Au début, les animaux touchaient la cible de manière répétée sans hésitation particulière, car il n’y avait aucune pénalité pour d’éventuelles erreurs.
Cependant, l’introduction d’une pénalisation temporelle pour les actions erronées a conduit à un changement significatif dans le comportement des chevaux. La docteure Carrie Ijichi et la co-auteure de l’étude Louise Evans ont observé qu’après l’introduction des pénalités, les chevaux ont commencé à se comporter avec plus d’attention aux règles établies.
Cela suggère que les chevaux avaient compris les règles dès le début et qu’ils étaient capables de modifier leur comportement en réponse aux nouvelles conditions imposées. Le protocole expérimental prévoyait l’utilisation d’un signal lumineux, émis par une torche LED fixée à l’abdomen supérieur du formateur, qui indiquait le moment où il n’était pas opportun de toucher la cible.
Si les chevaux ignoraient ce signal et touchaient quand même la cible, une pause forcée de 10 secondes était appliquée, pendant laquelle ils ne pouvaient pas gagner de nourriture. Les résultats de l’étude ont montré que presque tous les chevaux ont considérablement réduit les erreurs après l’introduction de la pénalisation temporelle.
Cette amélioration immédiate des performances a été surprenante, étant donné que généralement les animaux nécessitent plusieurs répétitions pour assimiler complètement de nouvelles informations ou règles. Ces découvertes suggèrent que les chevaux possèdent des capacités cognitives plus avancées que ce qui leur était traditionnellement attribué.
Ils sembleraient être capables d’utiliser des formes d’apprentissage complexes, comme l’apprentissage basé sur des modèles (model-based learning), qui jusqu’à présent étaient considérées comme trop sophistiquées pour cette espèce. De plus, l’étude offre des perspectives intéressantes sur la structure cérébrale des chevaux.

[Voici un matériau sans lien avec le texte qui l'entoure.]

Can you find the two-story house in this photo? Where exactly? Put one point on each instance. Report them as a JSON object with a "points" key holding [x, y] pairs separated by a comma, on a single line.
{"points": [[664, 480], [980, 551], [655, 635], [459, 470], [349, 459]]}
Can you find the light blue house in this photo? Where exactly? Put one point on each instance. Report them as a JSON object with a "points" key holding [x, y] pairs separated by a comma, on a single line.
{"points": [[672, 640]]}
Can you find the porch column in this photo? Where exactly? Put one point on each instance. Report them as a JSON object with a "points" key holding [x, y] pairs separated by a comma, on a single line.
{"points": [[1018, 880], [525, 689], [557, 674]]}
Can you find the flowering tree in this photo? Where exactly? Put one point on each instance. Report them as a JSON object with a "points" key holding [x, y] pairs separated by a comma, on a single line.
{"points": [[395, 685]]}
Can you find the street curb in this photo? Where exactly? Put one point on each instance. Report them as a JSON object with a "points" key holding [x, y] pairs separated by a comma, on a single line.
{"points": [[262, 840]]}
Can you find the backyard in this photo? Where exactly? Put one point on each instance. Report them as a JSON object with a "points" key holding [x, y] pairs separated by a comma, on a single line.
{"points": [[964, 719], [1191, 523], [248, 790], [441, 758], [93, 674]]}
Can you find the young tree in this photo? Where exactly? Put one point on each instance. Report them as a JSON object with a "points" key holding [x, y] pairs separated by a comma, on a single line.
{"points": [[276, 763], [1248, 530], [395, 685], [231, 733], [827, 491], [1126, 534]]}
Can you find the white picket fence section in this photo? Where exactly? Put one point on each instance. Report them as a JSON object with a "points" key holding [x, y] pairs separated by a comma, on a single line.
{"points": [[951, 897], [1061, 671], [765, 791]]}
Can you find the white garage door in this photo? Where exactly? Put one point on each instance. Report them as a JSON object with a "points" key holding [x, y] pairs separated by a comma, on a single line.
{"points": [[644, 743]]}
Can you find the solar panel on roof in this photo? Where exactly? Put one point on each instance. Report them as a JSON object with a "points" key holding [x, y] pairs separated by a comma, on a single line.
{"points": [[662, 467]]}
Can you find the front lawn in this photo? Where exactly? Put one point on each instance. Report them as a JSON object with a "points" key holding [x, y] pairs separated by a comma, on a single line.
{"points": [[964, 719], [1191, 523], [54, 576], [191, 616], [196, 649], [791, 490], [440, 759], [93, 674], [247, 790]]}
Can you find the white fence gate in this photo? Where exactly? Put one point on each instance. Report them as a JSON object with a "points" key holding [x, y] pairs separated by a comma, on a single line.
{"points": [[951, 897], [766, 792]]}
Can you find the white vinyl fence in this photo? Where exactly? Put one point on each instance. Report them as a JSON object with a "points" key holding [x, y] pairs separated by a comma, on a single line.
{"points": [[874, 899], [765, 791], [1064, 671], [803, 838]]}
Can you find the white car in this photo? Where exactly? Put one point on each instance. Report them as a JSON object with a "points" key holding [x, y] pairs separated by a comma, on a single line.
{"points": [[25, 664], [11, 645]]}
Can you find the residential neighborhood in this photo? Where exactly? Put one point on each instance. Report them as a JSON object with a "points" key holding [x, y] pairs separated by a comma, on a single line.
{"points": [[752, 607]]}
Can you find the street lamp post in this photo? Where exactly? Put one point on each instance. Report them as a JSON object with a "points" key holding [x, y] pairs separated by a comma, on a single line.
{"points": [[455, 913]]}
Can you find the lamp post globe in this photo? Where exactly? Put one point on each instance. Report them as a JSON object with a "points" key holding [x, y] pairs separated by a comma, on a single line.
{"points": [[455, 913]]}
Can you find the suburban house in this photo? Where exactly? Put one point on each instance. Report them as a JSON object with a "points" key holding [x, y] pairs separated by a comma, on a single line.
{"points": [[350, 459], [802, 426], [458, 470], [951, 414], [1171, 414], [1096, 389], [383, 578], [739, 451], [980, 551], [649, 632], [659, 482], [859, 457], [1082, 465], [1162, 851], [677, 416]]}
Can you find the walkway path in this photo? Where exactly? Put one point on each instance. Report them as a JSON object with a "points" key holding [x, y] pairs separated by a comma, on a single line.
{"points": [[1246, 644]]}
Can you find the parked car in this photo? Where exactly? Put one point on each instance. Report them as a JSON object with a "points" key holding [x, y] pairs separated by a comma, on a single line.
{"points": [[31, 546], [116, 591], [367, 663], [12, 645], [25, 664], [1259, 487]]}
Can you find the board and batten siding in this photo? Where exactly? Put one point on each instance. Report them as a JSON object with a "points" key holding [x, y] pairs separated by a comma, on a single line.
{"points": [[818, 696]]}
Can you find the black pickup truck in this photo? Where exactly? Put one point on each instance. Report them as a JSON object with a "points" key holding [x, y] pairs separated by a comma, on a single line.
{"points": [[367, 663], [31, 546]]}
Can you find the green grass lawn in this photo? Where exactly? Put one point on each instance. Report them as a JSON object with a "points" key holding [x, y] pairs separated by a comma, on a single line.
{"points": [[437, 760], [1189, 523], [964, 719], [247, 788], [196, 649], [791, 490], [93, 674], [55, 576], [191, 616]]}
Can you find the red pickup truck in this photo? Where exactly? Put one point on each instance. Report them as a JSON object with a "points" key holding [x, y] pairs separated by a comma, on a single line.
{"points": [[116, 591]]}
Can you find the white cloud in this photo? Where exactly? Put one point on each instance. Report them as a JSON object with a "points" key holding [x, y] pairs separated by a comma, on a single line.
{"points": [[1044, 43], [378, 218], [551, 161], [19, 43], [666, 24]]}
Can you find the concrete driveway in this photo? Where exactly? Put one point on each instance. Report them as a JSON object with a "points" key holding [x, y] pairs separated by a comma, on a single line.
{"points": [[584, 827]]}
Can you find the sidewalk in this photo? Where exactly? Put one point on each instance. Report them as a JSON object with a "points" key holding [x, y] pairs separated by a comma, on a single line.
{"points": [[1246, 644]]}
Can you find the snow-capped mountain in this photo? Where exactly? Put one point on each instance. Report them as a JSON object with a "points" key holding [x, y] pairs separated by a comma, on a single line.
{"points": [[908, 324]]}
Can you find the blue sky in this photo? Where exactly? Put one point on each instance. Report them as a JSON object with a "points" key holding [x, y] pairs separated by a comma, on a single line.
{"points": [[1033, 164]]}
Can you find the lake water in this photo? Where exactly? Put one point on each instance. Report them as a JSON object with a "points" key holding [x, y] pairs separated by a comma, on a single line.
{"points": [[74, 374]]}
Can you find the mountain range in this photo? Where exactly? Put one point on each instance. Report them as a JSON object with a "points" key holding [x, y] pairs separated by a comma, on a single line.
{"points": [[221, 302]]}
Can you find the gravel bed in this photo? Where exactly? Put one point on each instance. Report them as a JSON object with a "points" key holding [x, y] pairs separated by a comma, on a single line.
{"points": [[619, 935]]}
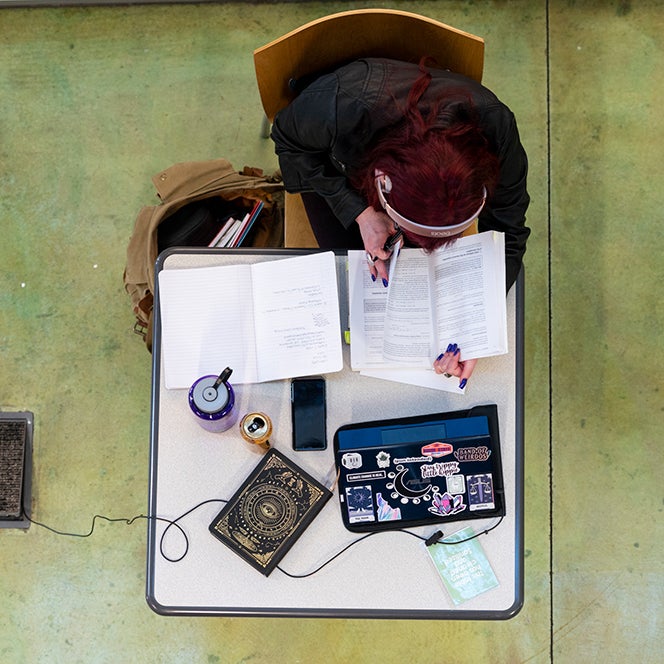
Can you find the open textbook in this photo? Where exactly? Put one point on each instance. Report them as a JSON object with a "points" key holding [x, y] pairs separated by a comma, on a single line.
{"points": [[266, 321], [456, 294]]}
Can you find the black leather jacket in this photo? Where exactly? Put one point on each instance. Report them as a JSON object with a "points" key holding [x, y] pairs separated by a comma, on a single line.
{"points": [[321, 136]]}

Bien que ces animaux possèdent un cortex préfrontal relativement peu développé, une zone du cerveau typiquement associée à la planification et à la pensée stratégique chez les humains, ils semblent néanmoins utiliser d’autres zones cérébrales pour atteindre des résultats similaires.
Cela souligne la nécessité de reconsidérer nos évaluations de l’intelligence animale, en évitant de se baser exclusivement sur la similitude structurelle avec le cerveau humain. Cette étude, publiée dans la revue Applied Animal Behaviour Science, ouvre de nouvelles perspectives sur la compréhension du comportement équin et sur les méthodologies d’entraînement basées sur des preuves scientifiques actualisées, suggérant que les chevaux pourraient être beaucoup plus capables que ce qui a été reconnu jusqu’à présent.